In Deutschland betrug die Arbeitslosenquote im Januar 2009 8,3%, also rund 3,8 Millionen Personen, dazu kommen über sieben Millionen Personen, die über Hartz IV finanzielle Unterstützung erhalten.13 In den EU-Ländern lebten 2004 rund 100 Millionen Arme, also Menschen mit einem Einkommen, das weniger als 60% des europäischen Durchschnittseinkommens beträgt. Diese Zahl umfasst 22% der Gesamtbevölkerung der EU. Die Armut ist in der EU zwar hauptsächlich in den neuen Beitrittsländern wie Polen oder Estland vordringlich, aber auch in Deutschland leben 13% aller europäischen Armen, deutlich mehr als in Großbritannien, Spanien oder Frankreich. Armutsbedrohung korreliert stark mit Erwerbseinschränkungen, so ist laut der europäischen Armutsstudie in allen europäischen Ländern die Armutsbedrohung in vier Bevölkerungsgruppen am größten:
— Alleinerziehende im erwerbsfähigen Alter
— alleinstehende, nicht erwerbstätige Personen über 65 Jahren
— allein lebende Arbeitslose
— Familien mit nur einer erwerbstätigen Person.

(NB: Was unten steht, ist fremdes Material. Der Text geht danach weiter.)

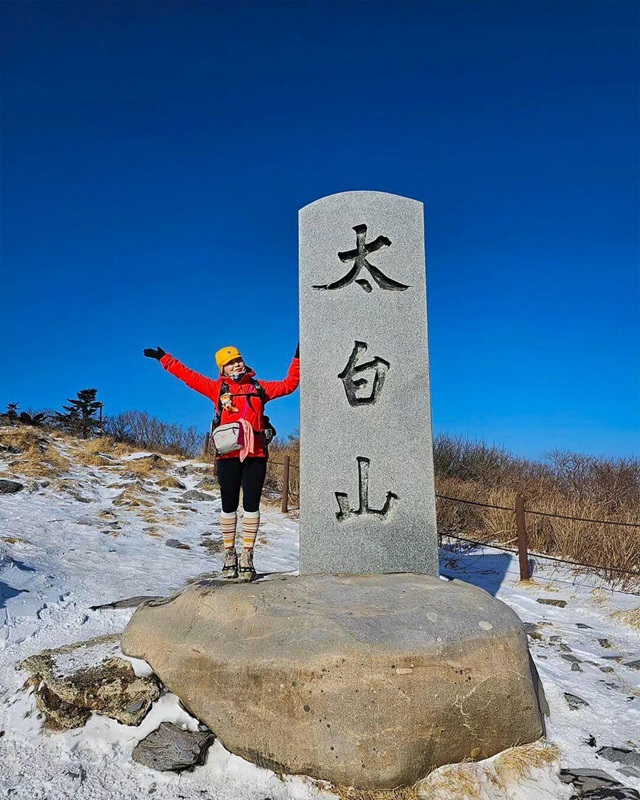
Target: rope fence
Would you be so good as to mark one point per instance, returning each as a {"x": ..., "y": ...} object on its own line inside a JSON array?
[{"x": 520, "y": 512}]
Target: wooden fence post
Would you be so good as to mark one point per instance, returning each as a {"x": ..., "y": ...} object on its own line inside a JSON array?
[
  {"x": 285, "y": 485},
  {"x": 521, "y": 530}
]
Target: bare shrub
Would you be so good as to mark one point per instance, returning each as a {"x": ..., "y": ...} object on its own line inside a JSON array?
[
  {"x": 142, "y": 430},
  {"x": 33, "y": 453}
]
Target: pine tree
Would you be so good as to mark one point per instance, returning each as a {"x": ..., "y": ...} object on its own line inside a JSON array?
[
  {"x": 10, "y": 416},
  {"x": 80, "y": 418}
]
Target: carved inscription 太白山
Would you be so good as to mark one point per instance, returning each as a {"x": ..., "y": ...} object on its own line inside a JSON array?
[
  {"x": 368, "y": 376},
  {"x": 359, "y": 257},
  {"x": 363, "y": 493}
]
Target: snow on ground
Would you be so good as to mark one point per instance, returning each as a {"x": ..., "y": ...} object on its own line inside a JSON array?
[{"x": 67, "y": 548}]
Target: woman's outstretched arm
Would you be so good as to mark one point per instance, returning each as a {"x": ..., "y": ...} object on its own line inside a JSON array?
[
  {"x": 275, "y": 389},
  {"x": 194, "y": 380}
]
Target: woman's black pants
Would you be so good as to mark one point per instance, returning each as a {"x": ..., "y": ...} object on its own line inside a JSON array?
[{"x": 248, "y": 474}]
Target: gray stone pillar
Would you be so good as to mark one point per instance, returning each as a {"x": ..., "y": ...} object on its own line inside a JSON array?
[{"x": 366, "y": 461}]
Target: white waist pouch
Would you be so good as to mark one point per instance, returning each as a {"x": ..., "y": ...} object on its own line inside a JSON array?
[{"x": 228, "y": 438}]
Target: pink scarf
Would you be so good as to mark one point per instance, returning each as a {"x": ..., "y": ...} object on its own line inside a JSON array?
[{"x": 248, "y": 439}]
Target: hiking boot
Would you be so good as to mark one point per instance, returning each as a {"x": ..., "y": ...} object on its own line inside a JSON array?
[
  {"x": 246, "y": 571},
  {"x": 230, "y": 566}
]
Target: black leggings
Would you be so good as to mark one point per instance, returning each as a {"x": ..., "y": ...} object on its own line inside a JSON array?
[{"x": 232, "y": 474}]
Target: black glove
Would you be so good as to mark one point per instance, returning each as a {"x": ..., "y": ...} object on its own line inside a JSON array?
[{"x": 151, "y": 353}]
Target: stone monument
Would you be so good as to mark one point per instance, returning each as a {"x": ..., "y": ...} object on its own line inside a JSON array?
[
  {"x": 366, "y": 462},
  {"x": 368, "y": 670}
]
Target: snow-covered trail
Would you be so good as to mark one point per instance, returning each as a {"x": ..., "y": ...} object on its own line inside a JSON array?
[{"x": 64, "y": 551}]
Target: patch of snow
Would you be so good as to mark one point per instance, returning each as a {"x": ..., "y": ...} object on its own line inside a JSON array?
[{"x": 59, "y": 557}]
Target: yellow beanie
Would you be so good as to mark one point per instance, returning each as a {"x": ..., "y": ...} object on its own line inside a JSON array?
[{"x": 225, "y": 355}]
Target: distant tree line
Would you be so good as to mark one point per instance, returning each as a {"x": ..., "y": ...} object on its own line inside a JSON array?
[{"x": 83, "y": 418}]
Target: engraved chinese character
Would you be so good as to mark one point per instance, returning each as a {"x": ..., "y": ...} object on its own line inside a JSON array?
[
  {"x": 363, "y": 490},
  {"x": 359, "y": 257},
  {"x": 368, "y": 375}
]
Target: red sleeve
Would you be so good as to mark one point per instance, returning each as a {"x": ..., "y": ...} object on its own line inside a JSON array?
[
  {"x": 194, "y": 380},
  {"x": 287, "y": 386}
]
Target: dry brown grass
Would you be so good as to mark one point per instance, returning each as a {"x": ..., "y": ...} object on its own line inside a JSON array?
[
  {"x": 472, "y": 781},
  {"x": 518, "y": 762},
  {"x": 169, "y": 482},
  {"x": 349, "y": 793},
  {"x": 37, "y": 457},
  {"x": 629, "y": 617}
]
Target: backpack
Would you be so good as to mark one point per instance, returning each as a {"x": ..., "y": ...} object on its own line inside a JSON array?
[{"x": 269, "y": 430}]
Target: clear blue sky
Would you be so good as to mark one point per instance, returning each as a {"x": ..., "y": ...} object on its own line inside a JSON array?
[{"x": 155, "y": 156}]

Der Staat kann es sich nicht leisten, Arbeitslosigkeit nur zu verwalten
Die sozialpolitischen Systeme der europäischen Staaten haben sich national recht unterschiedlich entwickelt, und die Wissenschaftler sind sich noch uneinig, welche Typeneinteilung der verschiedenen Ausprägungen der Sozialstaaten in Europa wirklich zutreffend ist. Generell kann man sagen, dass sich entlang der drei wichtigsten politischen Strömungen auch drei Typologien von Wohlfahrtssystemen herausgebildet haben. So gibt es sozialdemokratisch, liberal und konservativ geprägte Systeme, die von unzähligen nationalen und historischen Eigenheiten des jeweiligen Landes spezifisch überformt wurden. Die europäischen Wohlfahrtssysteme entwickelten sich nach dem Zweiten Weltkrieg zu ihrer Blüte. Bis zur Mitte der 1970er Jahre kann man in Westeuropa von einem goldenen Zeitalter der Wohlfahrtsstaaten sprechen. Unzählige soziale Absicherungen wurden eingeführt, diversifiziert, ausgebaut, gesetzlich verankert und allgemein zugänglich gemacht. Nach den Entbehrungen und Schrecken des Zweiten Weltkriegs sollten die Sicherungssysteme soziale Risiken wie Alter, Armut, Krankheit, Unfallfolgen oder Arbeitslosigkeit finanziell mildern.